「ちょっとした」で軽くいなされるがゆえに私たちを深く傷つける、ルッキズムやジェンダーバイアスに根差した言葉。それは、性別にも年齢にも関係なく有毒なものなのではないか? 見えない暴力やジェンダー的なすれ違いに晒される私たちを描いた『青木きららのちょっとした冒険』が話題の芥川賞作家・藤野可織さんと、「ルッキズムをぶっ潰す」と力強くうたった『ブスなんて言わないで』の著者、漫画家・とあるアラ子さんが、作品を通してじっくりと語り合うスペシャルトーク。

前編「低賃金も自分の顔を愛せないのも仕方ないの? ルッキズムが強いる地獄をぶっ潰す!」では、なぜ二人がルッキズムをテーマに作品を生み出そうと思ったのか、経済状況がルッキズムに影響する現状まで語っていただきました。
後編では、マジョリティが無自覚に語るルッキズムの影響や、恋愛とルッキズムの関係に話が深まっていき……日常に潜む何気ない「ルッキズム」的なバイアスが傷つけるものを、男性側の心理にも踏み込んで考えます。
(「群像」2023年3月号より転載)
「ブス」を受け入れるイケメンは純粋で天然!?
藤野 配信ドラマや映画は観ますか?
とある 私はネットフリックスの『セックス・エデュケーション』にハマりました。性教育という重くなりそうなテーマを、エンターテイメントとしてすごく面白く作っているんです。テーマ性が強い群像劇を描いてみたいと思うきっかけになった作品です。
顔についてのコンプレックスは人それぞれだけど、それだけで悩んでいるわけではないので、今回の作品を描き始めたときには、どうやったらルックスのテーマでずっと描き続けられるか不安でもありました。

ブスと美人がぶつかった瞬間に人格が入れ替わるという手法に対してずっと不満があったんです。というのも、あるとき突然、別の人の体になってブスになった辛さと、生まれ持った顔がブスであるという辛さは違うんじゃないかと思って。もし、ある日突然ブスになったとしたらそれは自分のせいじゃないし、受け入れられる気がするんですね。だけど生まれながらの場合、親と似ていて愛着がある顔なのに、それがブスだと世間に断定される辛さは、入れ替わりでは再現できない。ただ、いざ描いてみると、そのくらいインパクトのある設定でないと、関心がルックス以外の部分にそれちゃうんです。そうか、だから入れ替わりの設定になっていたのかと気づいて、今まで不満に思ってすみませんと(笑)。
同じように、ブスな女の子がイケメンに恋する話にも、すごく不満がありました。そういう話って、イケメンがすごく純粋で、大体天然なんです。ブスはそういう男にしか受け入れられないのか、物事をちゃんと考えている、現実的な人とはつき合えないのか、と。でも、これまた自分が描いてみると大変なんです。この二人は相思相愛になるだろうか。この男の子が美醜にこだわらないピュアなタイプだったらもっといろんなことが描けるのにと思ったりして。

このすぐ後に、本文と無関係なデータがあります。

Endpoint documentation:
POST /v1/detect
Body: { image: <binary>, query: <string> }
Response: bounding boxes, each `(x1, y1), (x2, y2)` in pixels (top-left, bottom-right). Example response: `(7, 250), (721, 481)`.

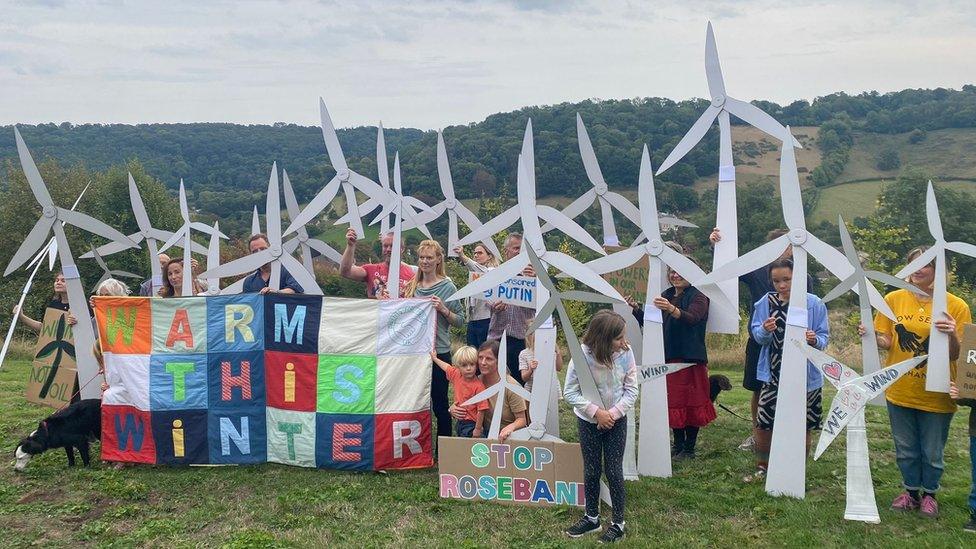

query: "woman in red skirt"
(628, 269), (715, 459)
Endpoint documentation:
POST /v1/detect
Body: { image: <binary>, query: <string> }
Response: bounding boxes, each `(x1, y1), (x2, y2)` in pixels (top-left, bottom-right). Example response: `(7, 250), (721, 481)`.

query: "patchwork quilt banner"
(95, 294), (436, 470)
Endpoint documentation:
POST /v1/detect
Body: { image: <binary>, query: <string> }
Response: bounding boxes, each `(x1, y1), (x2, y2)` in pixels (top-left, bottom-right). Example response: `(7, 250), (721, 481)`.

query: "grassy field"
(0, 353), (976, 547)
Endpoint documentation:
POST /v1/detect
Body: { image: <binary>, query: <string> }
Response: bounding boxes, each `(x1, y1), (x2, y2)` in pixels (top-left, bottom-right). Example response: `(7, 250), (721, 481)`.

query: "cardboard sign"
(956, 324), (976, 398)
(437, 437), (585, 507)
(468, 272), (536, 308)
(27, 308), (78, 408)
(95, 293), (437, 470)
(603, 246), (650, 303)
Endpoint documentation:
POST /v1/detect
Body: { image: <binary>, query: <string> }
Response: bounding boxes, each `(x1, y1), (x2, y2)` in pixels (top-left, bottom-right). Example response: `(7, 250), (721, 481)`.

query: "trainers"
(566, 515), (600, 538)
(597, 522), (624, 543)
(739, 435), (756, 451)
(891, 492), (920, 511)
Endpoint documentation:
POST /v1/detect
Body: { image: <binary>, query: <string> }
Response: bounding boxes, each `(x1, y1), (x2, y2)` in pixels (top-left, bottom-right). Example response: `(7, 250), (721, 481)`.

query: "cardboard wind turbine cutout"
(282, 98), (386, 238)
(820, 216), (918, 523)
(81, 173), (206, 295)
(699, 128), (864, 498)
(657, 23), (800, 334)
(202, 162), (322, 295)
(895, 181), (976, 393)
(794, 342), (926, 523)
(91, 247), (140, 293)
(420, 131), (501, 258)
(586, 145), (736, 477)
(281, 170), (342, 268)
(156, 179), (227, 296)
(0, 181), (91, 367)
(3, 127), (136, 399)
(542, 113), (640, 246)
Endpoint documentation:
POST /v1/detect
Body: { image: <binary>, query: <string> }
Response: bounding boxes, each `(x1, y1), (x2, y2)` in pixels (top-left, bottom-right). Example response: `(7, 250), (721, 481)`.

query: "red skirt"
(667, 359), (715, 429)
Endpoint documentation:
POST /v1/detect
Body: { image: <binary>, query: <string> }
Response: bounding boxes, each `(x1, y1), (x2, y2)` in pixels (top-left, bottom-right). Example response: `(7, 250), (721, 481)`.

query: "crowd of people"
(15, 224), (976, 542)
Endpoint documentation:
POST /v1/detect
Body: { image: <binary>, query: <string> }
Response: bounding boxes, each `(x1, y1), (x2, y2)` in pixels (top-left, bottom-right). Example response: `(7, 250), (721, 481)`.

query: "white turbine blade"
(657, 105), (722, 175)
(129, 172), (152, 231)
(376, 120), (390, 189)
(526, 205), (607, 254)
(586, 246), (647, 274)
(705, 21), (726, 100)
(200, 248), (274, 278)
(251, 206), (261, 236)
(723, 97), (802, 149)
(895, 245), (943, 278)
(3, 217), (55, 276)
(576, 113), (607, 188)
(823, 274), (860, 303)
(437, 131), (456, 203)
(696, 235), (790, 286)
(14, 126), (54, 208)
(319, 97), (349, 172)
(779, 134), (806, 229)
(279, 254), (322, 295)
(925, 181), (945, 241)
(542, 251), (624, 301)
(282, 177), (342, 238)
(445, 252), (529, 301)
(458, 206), (520, 245)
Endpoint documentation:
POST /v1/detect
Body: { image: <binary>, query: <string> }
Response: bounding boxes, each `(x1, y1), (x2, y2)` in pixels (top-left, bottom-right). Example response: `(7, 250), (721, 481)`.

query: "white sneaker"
(739, 435), (756, 451)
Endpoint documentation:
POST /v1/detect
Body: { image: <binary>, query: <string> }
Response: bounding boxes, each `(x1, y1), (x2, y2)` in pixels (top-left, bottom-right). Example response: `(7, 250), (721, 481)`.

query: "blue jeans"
(888, 402), (952, 494)
(969, 437), (976, 511)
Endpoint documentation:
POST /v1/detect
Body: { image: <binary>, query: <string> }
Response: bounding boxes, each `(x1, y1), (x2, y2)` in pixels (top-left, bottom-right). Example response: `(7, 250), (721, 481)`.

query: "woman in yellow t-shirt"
(861, 246), (972, 517)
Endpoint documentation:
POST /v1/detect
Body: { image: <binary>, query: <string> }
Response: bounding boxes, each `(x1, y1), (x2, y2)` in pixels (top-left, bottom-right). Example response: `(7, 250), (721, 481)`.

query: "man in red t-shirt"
(339, 227), (417, 299)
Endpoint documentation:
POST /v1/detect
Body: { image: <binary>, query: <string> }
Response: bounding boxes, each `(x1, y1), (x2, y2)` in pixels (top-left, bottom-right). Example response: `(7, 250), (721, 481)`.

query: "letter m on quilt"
(95, 294), (436, 470)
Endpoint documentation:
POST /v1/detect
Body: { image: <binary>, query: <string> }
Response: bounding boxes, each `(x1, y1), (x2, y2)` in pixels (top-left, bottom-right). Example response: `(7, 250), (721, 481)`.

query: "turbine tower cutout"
(201, 162), (322, 295)
(542, 113), (640, 246)
(283, 97), (386, 238)
(895, 181), (976, 393)
(586, 145), (736, 477)
(699, 127), (864, 498)
(281, 169), (342, 268)
(80, 173), (207, 295)
(335, 122), (435, 238)
(157, 179), (227, 296)
(412, 131), (501, 257)
(815, 216), (921, 523)
(90, 246), (141, 293)
(657, 22), (800, 334)
(3, 127), (137, 399)
(0, 181), (91, 368)
(461, 331), (531, 440)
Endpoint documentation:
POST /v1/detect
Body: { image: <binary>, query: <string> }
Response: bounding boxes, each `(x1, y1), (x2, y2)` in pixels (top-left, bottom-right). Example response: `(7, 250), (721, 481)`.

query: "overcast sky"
(0, 0), (976, 129)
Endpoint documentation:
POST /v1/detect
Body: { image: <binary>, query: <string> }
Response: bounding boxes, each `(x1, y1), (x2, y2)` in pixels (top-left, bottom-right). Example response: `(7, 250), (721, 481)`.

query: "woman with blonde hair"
(403, 240), (464, 440)
(454, 242), (498, 349)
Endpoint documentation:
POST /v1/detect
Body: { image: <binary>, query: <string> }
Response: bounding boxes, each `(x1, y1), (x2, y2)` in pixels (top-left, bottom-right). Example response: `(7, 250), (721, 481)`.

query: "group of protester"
(15, 225), (976, 542)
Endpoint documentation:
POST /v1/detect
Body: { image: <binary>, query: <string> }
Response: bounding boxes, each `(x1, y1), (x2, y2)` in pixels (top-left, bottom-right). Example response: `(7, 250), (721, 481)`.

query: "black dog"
(14, 398), (102, 471)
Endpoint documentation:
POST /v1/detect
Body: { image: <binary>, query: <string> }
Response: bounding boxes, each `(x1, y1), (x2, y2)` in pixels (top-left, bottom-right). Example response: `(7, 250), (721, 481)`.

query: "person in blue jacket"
(743, 258), (830, 482)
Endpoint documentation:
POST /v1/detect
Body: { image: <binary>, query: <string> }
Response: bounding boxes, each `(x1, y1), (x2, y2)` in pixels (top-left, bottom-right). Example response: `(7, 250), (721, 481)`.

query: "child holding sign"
(430, 345), (490, 438)
(563, 310), (637, 543)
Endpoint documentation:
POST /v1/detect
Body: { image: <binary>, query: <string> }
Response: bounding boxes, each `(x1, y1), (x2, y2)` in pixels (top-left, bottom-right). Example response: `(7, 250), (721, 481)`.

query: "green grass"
(0, 360), (976, 547)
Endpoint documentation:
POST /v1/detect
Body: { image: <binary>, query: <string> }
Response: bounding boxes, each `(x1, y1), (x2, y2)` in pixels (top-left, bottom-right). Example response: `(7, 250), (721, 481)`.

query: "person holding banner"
(488, 233), (535, 385)
(339, 227), (417, 299)
(403, 240), (464, 440)
(159, 257), (205, 297)
(563, 309), (637, 543)
(11, 271), (78, 334)
(454, 243), (498, 349)
(858, 246), (972, 518)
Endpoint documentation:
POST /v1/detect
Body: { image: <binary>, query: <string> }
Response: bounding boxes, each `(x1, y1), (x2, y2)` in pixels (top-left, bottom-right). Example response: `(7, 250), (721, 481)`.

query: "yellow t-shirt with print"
(874, 290), (973, 413)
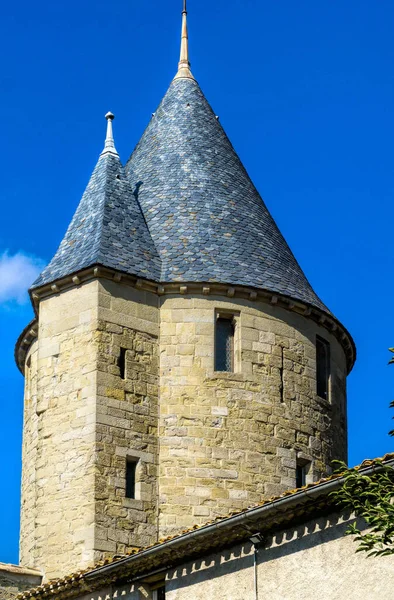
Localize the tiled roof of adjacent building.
[18,453,394,600]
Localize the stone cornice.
[15,265,356,373]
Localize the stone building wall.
[164,514,394,600]
[20,281,159,578]
[20,282,98,578]
[95,282,159,559]
[21,280,346,577]
[159,296,347,534]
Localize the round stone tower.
[16,0,355,577]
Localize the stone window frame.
[124,451,142,504]
[315,334,332,404]
[296,452,314,487]
[212,308,242,377]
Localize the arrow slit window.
[316,336,331,400]
[214,312,239,373]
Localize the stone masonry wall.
[20,282,98,578]
[95,281,159,560]
[159,296,347,535]
[21,280,347,578]
[0,563,42,600]
[20,281,159,578]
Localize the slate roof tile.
[126,78,329,312]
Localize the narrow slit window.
[153,585,166,600]
[118,348,126,379]
[215,317,235,373]
[126,460,137,500]
[296,465,306,488]
[296,458,312,488]
[316,337,330,400]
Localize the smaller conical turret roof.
[32,113,160,288]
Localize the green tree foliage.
[331,460,394,556]
[331,348,394,556]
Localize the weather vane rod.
[175,0,194,79]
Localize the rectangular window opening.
[153,585,166,600]
[118,348,127,379]
[215,315,235,373]
[316,336,330,400]
[126,458,137,500]
[296,459,311,488]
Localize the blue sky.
[0,0,394,562]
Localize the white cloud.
[0,251,44,304]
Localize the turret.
[17,2,355,577]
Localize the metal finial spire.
[101,112,118,156]
[175,0,194,79]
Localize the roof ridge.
[17,452,394,600]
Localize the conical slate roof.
[32,142,160,288]
[33,2,329,312]
[126,77,327,311]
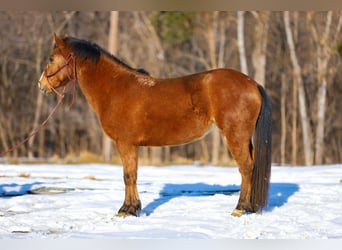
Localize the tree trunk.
[280,73,286,164]
[102,11,119,161]
[311,11,332,165]
[284,11,313,165]
[237,11,248,75]
[28,38,43,158]
[252,11,270,86]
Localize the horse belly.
[139,111,213,146]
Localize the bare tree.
[283,11,313,165]
[102,11,119,161]
[307,11,342,164]
[237,11,248,75]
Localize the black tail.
[250,85,272,212]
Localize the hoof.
[232,209,245,217]
[117,201,141,217]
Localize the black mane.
[63,37,149,75]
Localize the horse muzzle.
[38,81,52,94]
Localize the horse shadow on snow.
[142,183,299,216]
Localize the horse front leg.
[117,143,141,217]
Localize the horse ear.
[54,33,64,48]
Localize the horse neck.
[77,55,128,112]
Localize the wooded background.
[0,11,342,165]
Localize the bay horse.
[38,35,272,216]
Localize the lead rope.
[0,54,77,157]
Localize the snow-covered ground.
[0,164,342,239]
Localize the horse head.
[38,34,76,94]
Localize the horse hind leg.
[117,143,141,217]
[225,133,253,216]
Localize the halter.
[0,53,77,157]
[44,52,77,108]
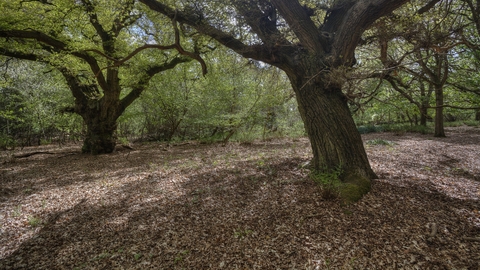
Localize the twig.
[463,237,480,242]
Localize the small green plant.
[13,205,22,217]
[133,253,143,261]
[310,165,342,200]
[463,120,480,127]
[357,125,383,134]
[365,139,396,146]
[118,137,130,145]
[42,199,47,208]
[175,250,190,263]
[28,216,42,228]
[233,228,253,239]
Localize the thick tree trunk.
[82,117,117,155]
[433,86,445,137]
[77,102,121,155]
[419,104,428,127]
[291,73,377,201]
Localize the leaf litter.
[0,127,480,269]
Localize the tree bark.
[433,86,445,137]
[287,68,377,201]
[82,107,118,155]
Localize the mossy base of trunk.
[82,134,116,155]
[338,175,372,204]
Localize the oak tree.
[140,0,420,198]
[0,0,206,154]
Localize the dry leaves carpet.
[0,127,480,270]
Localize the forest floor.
[0,127,480,270]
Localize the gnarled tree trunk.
[290,70,377,201]
[82,107,118,155]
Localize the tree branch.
[272,0,327,55]
[120,57,192,112]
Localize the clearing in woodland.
[0,127,480,269]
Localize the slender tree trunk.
[419,103,428,127]
[434,86,445,137]
[290,71,377,200]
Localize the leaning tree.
[139,0,438,198]
[0,0,206,154]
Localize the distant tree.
[0,0,205,154]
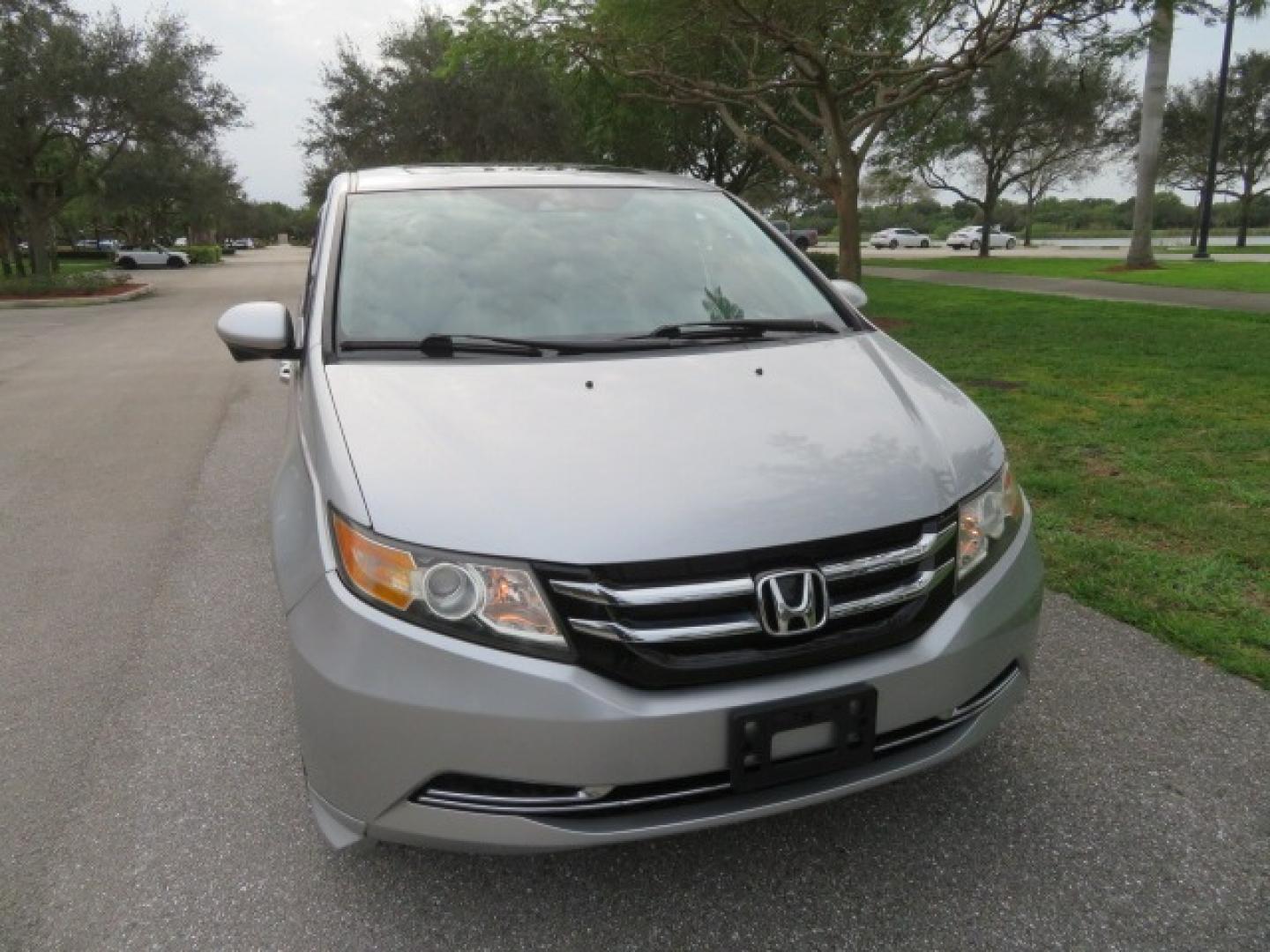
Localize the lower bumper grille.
[534,510,956,688]
[410,664,1022,817]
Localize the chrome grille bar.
[569,614,762,645]
[820,522,956,582]
[829,559,952,620]
[569,559,952,645]
[551,575,754,608]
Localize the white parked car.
[115,245,190,268]
[944,225,1019,251]
[869,228,931,248]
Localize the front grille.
[536,510,956,688]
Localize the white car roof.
[332,165,718,191]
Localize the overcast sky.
[75,0,1270,205]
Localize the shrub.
[184,245,221,264]
[0,269,128,297]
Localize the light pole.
[1194,0,1236,260]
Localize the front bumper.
[288,514,1042,852]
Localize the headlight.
[956,462,1024,583]
[330,509,569,658]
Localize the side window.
[296,205,329,340]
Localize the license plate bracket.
[728,684,878,793]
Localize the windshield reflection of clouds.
[338,188,838,338]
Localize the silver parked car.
[219,167,1042,851]
[944,225,1019,251]
[869,228,931,249]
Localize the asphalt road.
[0,250,1270,949]
[865,264,1270,314]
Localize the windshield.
[337,188,843,340]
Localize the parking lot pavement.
[865,264,1270,314]
[0,250,1270,949]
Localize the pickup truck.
[773,221,820,251]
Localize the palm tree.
[1125,0,1267,268]
[1125,0,1174,268]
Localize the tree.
[303,4,776,202]
[303,11,584,197]
[551,0,1115,278]
[1125,0,1265,268]
[89,142,245,243]
[0,0,242,278]
[1152,76,1229,245]
[1218,52,1270,248]
[885,40,1132,257]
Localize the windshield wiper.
[636,320,840,340]
[339,334,554,357]
[339,334,700,358]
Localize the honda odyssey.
[219,167,1042,852]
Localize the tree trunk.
[1125,0,1174,268]
[21,202,53,280]
[1235,179,1256,248]
[832,160,861,283]
[979,186,997,257]
[0,212,26,278]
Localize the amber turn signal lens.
[332,513,415,611]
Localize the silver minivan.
[219,167,1042,852]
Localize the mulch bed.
[0,282,145,301]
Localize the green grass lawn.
[1152,245,1270,255]
[868,278,1270,687]
[865,251,1270,294]
[0,262,112,285]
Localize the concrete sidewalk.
[865,264,1270,314]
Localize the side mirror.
[829,278,869,311]
[216,301,300,361]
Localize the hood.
[325,332,1002,565]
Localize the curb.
[0,285,155,311]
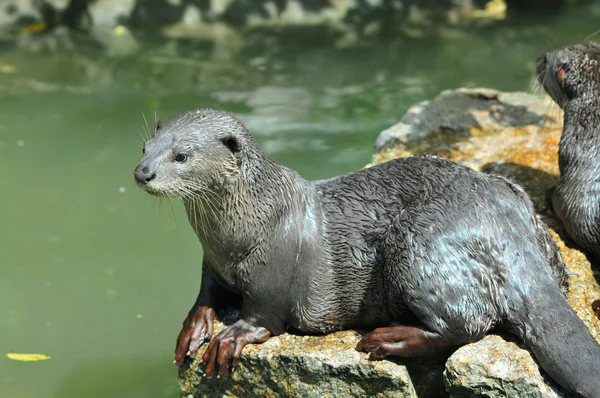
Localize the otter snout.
[133,164,156,185]
[535,54,548,81]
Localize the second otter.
[135,110,600,398]
[537,43,600,260]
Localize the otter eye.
[221,136,240,153]
[175,153,187,163]
[556,66,565,84]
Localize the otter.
[536,43,600,260]
[134,109,600,397]
[536,42,600,319]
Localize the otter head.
[134,109,253,201]
[536,43,600,108]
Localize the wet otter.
[537,42,600,319]
[135,110,600,397]
[537,43,600,260]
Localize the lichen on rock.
[180,89,600,397]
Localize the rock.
[371,89,600,397]
[179,312,444,398]
[180,89,600,397]
[444,336,565,398]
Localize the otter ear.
[221,135,241,154]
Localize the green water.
[0,5,600,398]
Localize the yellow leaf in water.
[6,352,50,362]
[21,22,46,33]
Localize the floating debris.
[6,352,51,362]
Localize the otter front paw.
[356,326,449,360]
[202,319,271,378]
[174,306,217,366]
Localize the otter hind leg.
[356,326,450,359]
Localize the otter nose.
[133,165,156,185]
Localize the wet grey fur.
[136,110,600,397]
[537,43,600,260]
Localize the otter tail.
[511,285,600,398]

こうして自分が描いてみると、今まで先輩作家が描いてきた美醜に関する作品は、そうじゃないと描けなかったんだということに初めて気がつきました。描きたいテーマがあったときに、ブスをそんなにブスに描けなかったというのも今だったら理解できる。制約のある中で、いろんな少女漫画家さんがブスの主人公の漫画を生み出してきたことに対して、大きなリスペクトの気持ちが湧きました。
ルッキズムという言葉がある今の時代だからこそ、私は作品が描けているわけです。多分十年前だったら形にならなかった。ブスが主人公だから店頭であまり手にとってもらえない、そんな恐れすらある。日常からの現実逃避を「美しさ」に求めている読者に向けて、ブスが主人公というリアルを突き付けるハードルがなかなか高いんです。
藤野 小説は漫画と違って、見た目をそんなに細かく書かなくてもいいんですよね。たとえば、「小鳩のような小さな顔、吊り上がった大きな目」でそれが「魅力的だ」と書けば、その人物は美人なんだろうなあということになるし、それが「調和を破壊していてどうにもこうにもまとまりというものがなく、人に恐怖すら感じさせる」と書くと、美人ではないんだなあととりあえず納得してもらえる……と思います。だけど漫画の場合は絵ですから、もっとむきだしというか、表現に逃げ場が与えられない難しさがありますよね。
とある 逆に小説の場合、こういうのがブスだよと伝えたい場合は、言語化しないといけないんですよね。絵だと、別にここには意味がありませんよみたいな振りをして、ごまかせてしまってるかもしれないです。